The inspiration behind GaruPay comes from multiple issues we’ve all faced before — settling bills after a night out is impossible, with multiple parties each forgetful or lazy. Getting everyone in the group to pay up efficiently and accurately and tracking it also takes tremendous effort, and often gives rise to awkward conversations when somebody chases after his friend to pay up. These troubles sound so easily avoidable, and yet we haven’t encountered a hugely effective solution that truly targets the pain points surrounding inconvenience.
Enter GaruPay to bring all of these within reach. Our solution incorporates different parts of the above process into our everyday group chats, in the form of a Telegram Bot.
The commands will be simple and the process is intuitive and transparent. A group of friends no longer needs to go through the effort of manually calculating who owes who how much, and worse, how to settle up all the way at the end when past payments might overlap and offset one another. We also remove the need for trust in somebody to calculate everything reliably, now that we have an unbiased system to do it for them.
It is easy for users to tell the bot what they paid for and who to charge, without having to follow a rigid input structure for calculation to make sense. This is made possible by passing queries through the OpenAI LLM along with metadata surrounding it, and specifying the exact expected output format. The information is stored in our database, in something like a ledger or a dynamic debt tracker. Such flexibility of input format allows fast and easy updates to the bot anytime something needs to be tracked, while syncing well with accessibility features such as voice-to-text inputs commands.
At any time, users may ask the bot to show the current status to see how much total surplus/deficit they’re in. Finally, the bot can be asked to collate everything that’s occurred so far and output a clear table showing who pays who, and how much, to settle up all debts together.
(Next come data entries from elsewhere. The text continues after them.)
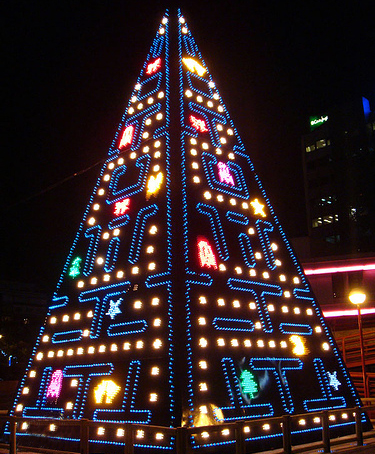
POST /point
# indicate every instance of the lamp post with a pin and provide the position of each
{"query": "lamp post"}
(358, 297)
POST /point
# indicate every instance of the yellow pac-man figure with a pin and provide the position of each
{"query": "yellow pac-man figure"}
(106, 391)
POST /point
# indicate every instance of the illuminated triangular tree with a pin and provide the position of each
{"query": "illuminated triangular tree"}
(181, 301)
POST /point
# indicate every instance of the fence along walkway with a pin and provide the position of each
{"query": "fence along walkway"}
(182, 434)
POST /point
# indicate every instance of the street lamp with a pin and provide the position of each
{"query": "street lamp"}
(358, 297)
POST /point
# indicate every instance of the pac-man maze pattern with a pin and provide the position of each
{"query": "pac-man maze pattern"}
(256, 342)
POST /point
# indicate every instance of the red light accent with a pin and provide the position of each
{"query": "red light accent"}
(127, 136)
(198, 124)
(153, 67)
(206, 255)
(340, 269)
(121, 207)
(348, 312)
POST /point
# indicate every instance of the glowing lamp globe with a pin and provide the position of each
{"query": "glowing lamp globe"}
(357, 297)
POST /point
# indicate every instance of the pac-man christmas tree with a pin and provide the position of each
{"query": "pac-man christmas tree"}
(181, 301)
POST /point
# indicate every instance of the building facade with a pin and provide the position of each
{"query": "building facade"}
(339, 175)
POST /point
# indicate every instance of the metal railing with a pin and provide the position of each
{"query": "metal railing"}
(182, 435)
(351, 352)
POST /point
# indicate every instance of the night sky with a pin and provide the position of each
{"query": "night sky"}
(69, 71)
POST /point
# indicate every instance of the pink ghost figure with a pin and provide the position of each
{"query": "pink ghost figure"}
(54, 387)
(224, 174)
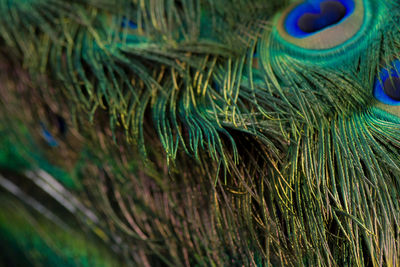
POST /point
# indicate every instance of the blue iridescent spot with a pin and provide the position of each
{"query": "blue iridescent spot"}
(126, 23)
(314, 16)
(387, 85)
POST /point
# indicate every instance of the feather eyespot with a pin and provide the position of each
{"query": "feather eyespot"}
(321, 24)
(387, 85)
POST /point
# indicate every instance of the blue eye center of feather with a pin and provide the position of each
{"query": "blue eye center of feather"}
(317, 15)
(387, 85)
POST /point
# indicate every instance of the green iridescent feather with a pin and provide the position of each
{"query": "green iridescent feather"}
(196, 133)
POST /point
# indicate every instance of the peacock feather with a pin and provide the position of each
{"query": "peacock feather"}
(200, 133)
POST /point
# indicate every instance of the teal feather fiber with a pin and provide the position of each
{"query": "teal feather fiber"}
(196, 133)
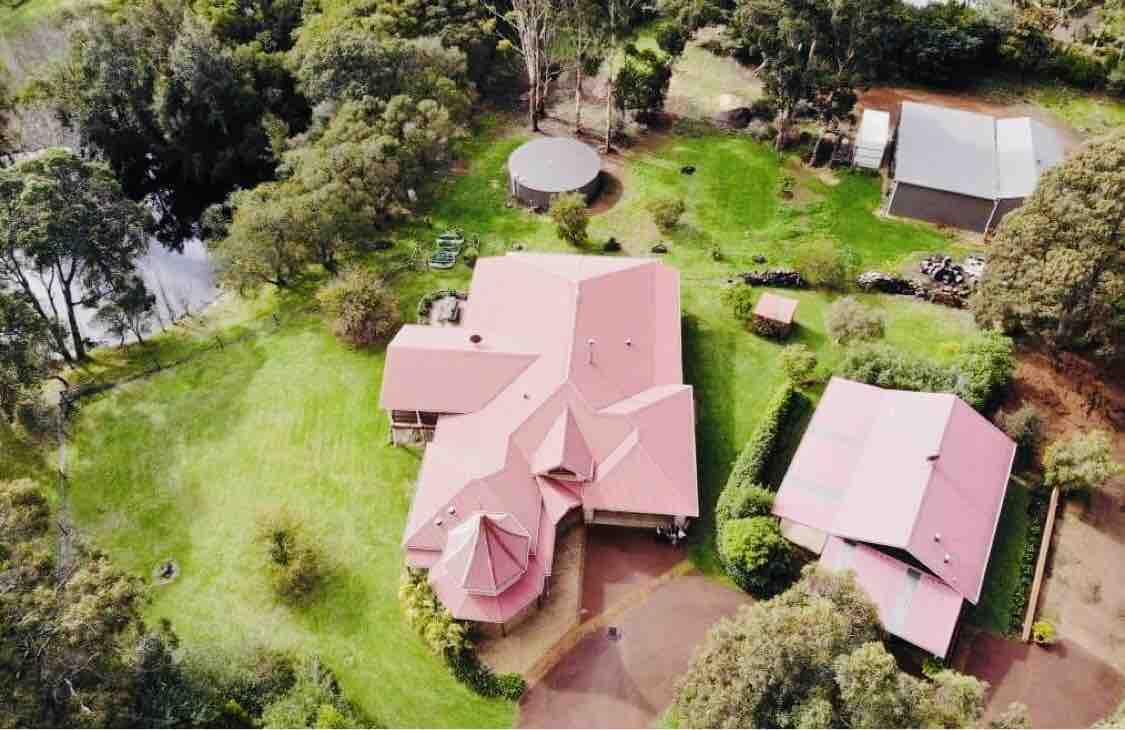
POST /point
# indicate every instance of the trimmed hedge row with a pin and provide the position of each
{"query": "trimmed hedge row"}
(1038, 501)
(755, 454)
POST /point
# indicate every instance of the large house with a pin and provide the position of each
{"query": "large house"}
(964, 169)
(906, 489)
(559, 397)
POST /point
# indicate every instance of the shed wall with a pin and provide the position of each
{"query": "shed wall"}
(941, 207)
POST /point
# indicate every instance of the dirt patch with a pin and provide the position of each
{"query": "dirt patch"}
(1064, 686)
(891, 98)
(628, 681)
(621, 560)
(1082, 592)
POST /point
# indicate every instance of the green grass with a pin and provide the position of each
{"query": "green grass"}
(182, 463)
(1001, 580)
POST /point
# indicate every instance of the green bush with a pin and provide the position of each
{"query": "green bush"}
(799, 363)
(755, 454)
(1023, 426)
(825, 264)
(1080, 462)
(755, 555)
(362, 311)
(849, 321)
(740, 501)
(570, 217)
(740, 298)
(296, 566)
(666, 213)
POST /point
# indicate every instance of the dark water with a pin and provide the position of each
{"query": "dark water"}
(182, 281)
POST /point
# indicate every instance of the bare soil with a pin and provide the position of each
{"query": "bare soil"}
(891, 98)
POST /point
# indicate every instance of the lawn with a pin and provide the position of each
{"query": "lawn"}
(182, 463)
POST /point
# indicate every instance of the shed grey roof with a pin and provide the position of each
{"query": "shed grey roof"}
(554, 164)
(972, 154)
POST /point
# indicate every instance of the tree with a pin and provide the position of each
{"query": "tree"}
(666, 213)
(66, 223)
(641, 81)
(798, 362)
(128, 312)
(1080, 462)
(363, 312)
(570, 217)
(849, 321)
(811, 657)
(1056, 270)
(25, 353)
(755, 553)
(530, 27)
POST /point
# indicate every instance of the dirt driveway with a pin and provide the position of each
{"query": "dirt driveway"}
(1063, 686)
(628, 682)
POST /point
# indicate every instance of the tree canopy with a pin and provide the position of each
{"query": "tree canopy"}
(1056, 267)
(812, 657)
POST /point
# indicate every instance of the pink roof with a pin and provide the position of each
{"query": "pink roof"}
(911, 603)
(919, 471)
(579, 368)
(775, 307)
(485, 553)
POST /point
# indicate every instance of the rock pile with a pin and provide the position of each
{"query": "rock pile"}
(786, 278)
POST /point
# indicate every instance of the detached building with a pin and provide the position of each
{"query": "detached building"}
(966, 170)
(559, 398)
(905, 489)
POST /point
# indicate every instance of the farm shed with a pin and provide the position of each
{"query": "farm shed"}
(543, 168)
(966, 170)
(871, 141)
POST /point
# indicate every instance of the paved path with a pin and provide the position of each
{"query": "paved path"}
(629, 682)
(1063, 686)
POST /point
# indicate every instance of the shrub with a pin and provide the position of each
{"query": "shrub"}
(1043, 632)
(740, 299)
(1023, 426)
(799, 363)
(849, 321)
(824, 264)
(756, 453)
(1080, 462)
(442, 633)
(570, 217)
(672, 38)
(296, 565)
(363, 312)
(740, 501)
(755, 555)
(666, 213)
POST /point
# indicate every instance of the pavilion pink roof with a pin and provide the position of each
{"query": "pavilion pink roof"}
(911, 604)
(577, 368)
(772, 306)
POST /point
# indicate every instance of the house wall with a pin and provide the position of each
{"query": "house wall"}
(938, 206)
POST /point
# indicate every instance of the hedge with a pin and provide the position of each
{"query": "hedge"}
(1036, 520)
(755, 456)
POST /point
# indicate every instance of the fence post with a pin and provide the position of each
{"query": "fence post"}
(1041, 565)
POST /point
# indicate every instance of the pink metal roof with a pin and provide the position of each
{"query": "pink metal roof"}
(919, 471)
(911, 604)
(578, 367)
(775, 307)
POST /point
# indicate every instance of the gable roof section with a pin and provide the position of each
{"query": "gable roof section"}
(911, 604)
(438, 369)
(917, 471)
(946, 150)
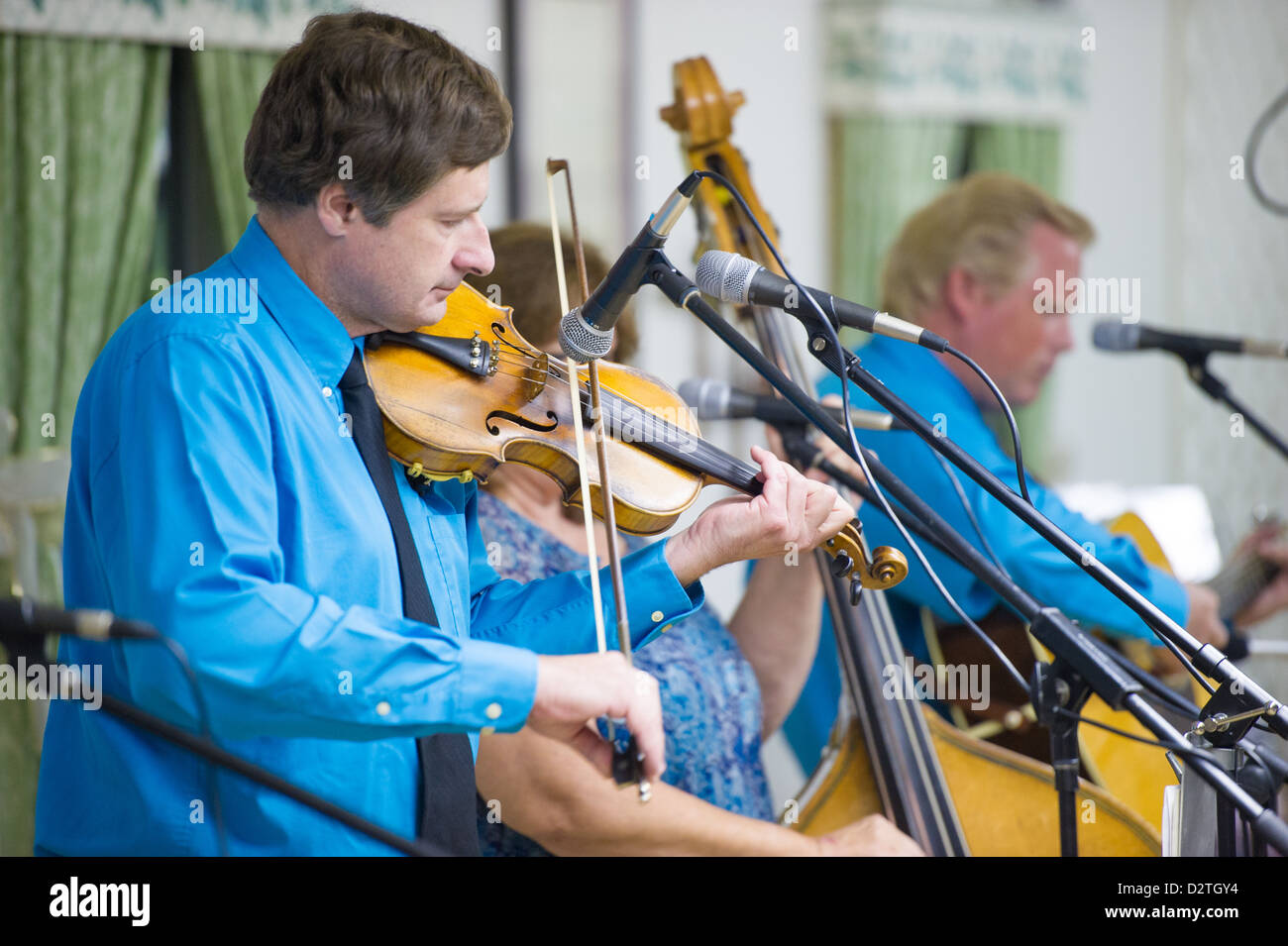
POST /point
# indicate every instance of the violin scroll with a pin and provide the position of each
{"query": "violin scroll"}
(885, 569)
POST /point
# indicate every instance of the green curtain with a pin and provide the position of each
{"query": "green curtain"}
(228, 88)
(80, 136)
(887, 167)
(80, 125)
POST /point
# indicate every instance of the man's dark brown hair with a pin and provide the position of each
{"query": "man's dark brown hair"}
(526, 277)
(399, 102)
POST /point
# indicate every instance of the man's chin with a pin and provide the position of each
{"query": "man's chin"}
(430, 314)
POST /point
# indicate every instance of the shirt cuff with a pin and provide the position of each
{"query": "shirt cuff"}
(497, 686)
(655, 597)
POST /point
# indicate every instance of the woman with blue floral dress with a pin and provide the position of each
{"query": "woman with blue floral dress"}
(722, 688)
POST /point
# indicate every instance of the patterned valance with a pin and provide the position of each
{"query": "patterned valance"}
(194, 24)
(1016, 62)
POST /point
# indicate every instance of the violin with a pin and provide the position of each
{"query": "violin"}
(469, 392)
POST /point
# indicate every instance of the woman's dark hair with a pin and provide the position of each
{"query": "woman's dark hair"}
(524, 279)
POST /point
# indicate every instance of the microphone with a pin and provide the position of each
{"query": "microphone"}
(25, 617)
(1117, 336)
(715, 400)
(734, 278)
(587, 331)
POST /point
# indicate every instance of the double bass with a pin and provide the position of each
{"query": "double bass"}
(949, 791)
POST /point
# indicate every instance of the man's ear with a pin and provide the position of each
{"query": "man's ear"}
(965, 296)
(335, 210)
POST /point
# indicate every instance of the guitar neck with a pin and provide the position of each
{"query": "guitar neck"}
(1240, 580)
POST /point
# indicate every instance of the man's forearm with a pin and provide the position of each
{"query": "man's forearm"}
(552, 794)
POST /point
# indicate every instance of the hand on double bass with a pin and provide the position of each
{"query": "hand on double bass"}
(793, 512)
(870, 837)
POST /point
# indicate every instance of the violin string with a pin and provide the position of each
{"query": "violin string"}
(559, 373)
(702, 450)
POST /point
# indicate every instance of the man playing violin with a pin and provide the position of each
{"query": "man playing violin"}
(343, 623)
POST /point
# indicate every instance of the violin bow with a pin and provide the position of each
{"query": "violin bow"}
(627, 768)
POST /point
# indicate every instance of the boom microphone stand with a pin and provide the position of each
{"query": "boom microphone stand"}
(213, 752)
(1080, 667)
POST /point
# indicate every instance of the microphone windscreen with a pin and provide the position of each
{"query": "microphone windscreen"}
(725, 275)
(707, 398)
(1116, 336)
(580, 341)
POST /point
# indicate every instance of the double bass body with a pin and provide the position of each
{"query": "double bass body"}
(952, 793)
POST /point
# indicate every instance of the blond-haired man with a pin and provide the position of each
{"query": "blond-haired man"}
(969, 267)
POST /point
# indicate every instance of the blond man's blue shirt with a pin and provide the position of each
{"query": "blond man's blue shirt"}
(217, 494)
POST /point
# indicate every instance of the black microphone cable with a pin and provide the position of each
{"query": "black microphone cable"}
(857, 452)
(146, 632)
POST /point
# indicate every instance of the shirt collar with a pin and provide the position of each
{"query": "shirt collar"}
(313, 330)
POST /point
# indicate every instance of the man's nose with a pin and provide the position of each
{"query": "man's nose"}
(476, 253)
(1063, 338)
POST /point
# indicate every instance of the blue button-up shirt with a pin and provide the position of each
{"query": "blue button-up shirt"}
(217, 494)
(917, 376)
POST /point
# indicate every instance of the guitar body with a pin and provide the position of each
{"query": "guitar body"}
(1132, 773)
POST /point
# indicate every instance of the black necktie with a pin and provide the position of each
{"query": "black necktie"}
(446, 811)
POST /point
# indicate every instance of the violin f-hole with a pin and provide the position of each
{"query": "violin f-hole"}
(520, 421)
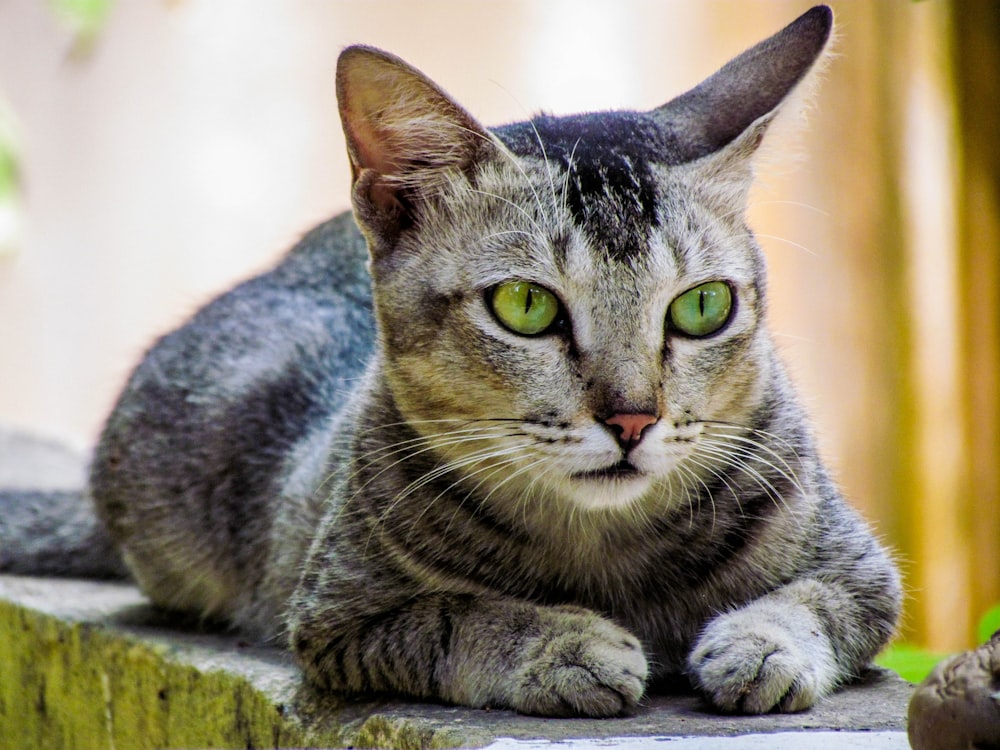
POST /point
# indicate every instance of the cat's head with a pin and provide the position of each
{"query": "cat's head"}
(571, 306)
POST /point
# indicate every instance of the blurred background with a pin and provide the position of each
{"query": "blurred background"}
(152, 153)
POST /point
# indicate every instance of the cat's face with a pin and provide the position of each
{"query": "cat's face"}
(527, 307)
(571, 309)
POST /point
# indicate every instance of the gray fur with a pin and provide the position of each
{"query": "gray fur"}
(442, 509)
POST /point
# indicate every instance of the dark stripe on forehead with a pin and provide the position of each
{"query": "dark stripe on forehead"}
(607, 158)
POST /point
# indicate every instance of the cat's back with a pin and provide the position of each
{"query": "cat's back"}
(199, 443)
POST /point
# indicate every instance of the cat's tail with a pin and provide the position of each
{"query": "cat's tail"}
(48, 525)
(55, 533)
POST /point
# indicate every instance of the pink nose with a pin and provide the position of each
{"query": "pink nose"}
(629, 427)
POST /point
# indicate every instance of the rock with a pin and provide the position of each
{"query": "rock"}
(958, 706)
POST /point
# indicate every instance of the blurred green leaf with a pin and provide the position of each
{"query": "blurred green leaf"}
(83, 17)
(912, 663)
(989, 624)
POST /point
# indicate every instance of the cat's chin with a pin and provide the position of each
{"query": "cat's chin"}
(616, 486)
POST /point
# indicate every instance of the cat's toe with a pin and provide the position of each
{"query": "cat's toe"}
(583, 669)
(756, 670)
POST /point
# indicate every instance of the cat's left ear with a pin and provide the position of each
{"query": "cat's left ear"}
(405, 138)
(718, 125)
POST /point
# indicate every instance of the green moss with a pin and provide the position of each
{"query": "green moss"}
(70, 685)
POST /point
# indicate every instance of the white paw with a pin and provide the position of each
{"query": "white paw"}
(749, 664)
(582, 665)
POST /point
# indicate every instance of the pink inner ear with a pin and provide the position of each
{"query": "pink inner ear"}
(370, 149)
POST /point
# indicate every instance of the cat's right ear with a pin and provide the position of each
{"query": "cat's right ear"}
(405, 139)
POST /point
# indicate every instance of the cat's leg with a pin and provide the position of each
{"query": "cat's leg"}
(480, 652)
(785, 650)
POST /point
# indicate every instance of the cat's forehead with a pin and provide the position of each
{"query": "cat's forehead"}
(605, 166)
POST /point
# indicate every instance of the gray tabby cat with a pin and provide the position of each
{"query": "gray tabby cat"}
(550, 457)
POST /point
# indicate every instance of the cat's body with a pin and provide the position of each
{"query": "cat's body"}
(570, 461)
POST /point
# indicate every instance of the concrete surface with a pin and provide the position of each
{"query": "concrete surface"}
(92, 665)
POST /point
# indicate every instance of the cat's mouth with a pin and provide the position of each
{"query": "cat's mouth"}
(619, 471)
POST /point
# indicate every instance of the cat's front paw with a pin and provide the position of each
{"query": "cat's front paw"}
(747, 664)
(581, 665)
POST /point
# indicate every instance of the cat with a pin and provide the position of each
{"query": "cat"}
(514, 434)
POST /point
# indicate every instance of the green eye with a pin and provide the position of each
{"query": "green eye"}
(524, 307)
(703, 310)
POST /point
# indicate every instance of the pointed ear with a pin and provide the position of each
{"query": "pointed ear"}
(735, 105)
(405, 137)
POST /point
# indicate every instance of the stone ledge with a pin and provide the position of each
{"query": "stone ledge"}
(87, 665)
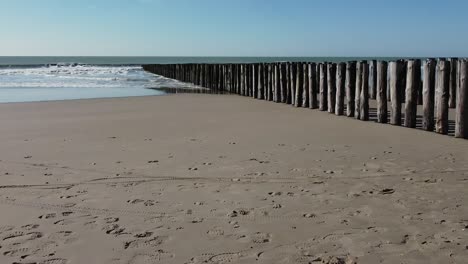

GaruPay links well to a payment API (we used PayPal for now) then helps make the settling up payment trivial to do by instantly populating all the fields of a transfer and only requiring users to confirm they are willing to make this transfer by pressing a button on the bot. Of course, this requires a bit more setup at the start, but the payment experience becomes fast and seamless.
The root problem we want to target is convenience. Compared to previous attempts to improve peer-to-peer payment tracking, GaruPay is vastly superior in convenience through easy setup, flexible input, and quick payments.
Telegram, being widely used by Singaporeans, was chosen to be the user interface for best convenience. We naturally had to learn and use the Telegram API, and design its query and logic structure. To allow for flexible inputs and make sense of these texts, OpenAI was also used and integrated into the Python program structured for Telegram to query. We also used PayPal and successfully built a working payment process that seamlessly occurs with the click of a button on Telegram. MySQL was used to store session history to enable customised answers from OpenAI.
We knew Telegram was the way to go for greatest convenience, but none of us had built a Telegram Bot before. Guan Quan swiftly picked up the API, and was able to make a dummy bot within an hour. However, things got scarier as the bot required more and more features, and a few of us worked late into the night to debug and implement our vision. In the end, the GaruPay interface is successfully put into a Telegram Bot, which is nice.
OpenAI provides a developer-friendly API, which was incredible fast to learn and set up. But to integrate with the structure of our program, geared for a Telegram Bot to query, was significantly more difficult. This added to the complexity of debugging whenever the Python program behaves unexpectedly.
Finally, we wanted to use a more local and commonly-used payment system like PayPal or PayNow, but these were not developer-friendly and required too much administrative work to set up. Instead, we opted to use PayPal which provides intuitive developer docs, API, and even a sandbox environment to try things out. The implementation details created countless roadblocks along the way, including problems with authorization headers and account keys, which cost us many more hours to figure out.
In the end, we successfully learnt many skills and technologies, and created a working MVP that depicts the flow of our idea reasonably well. Unfortunately, some parts are not ironed out as we picked our battles under a strict time limit, but they’re possible for future development.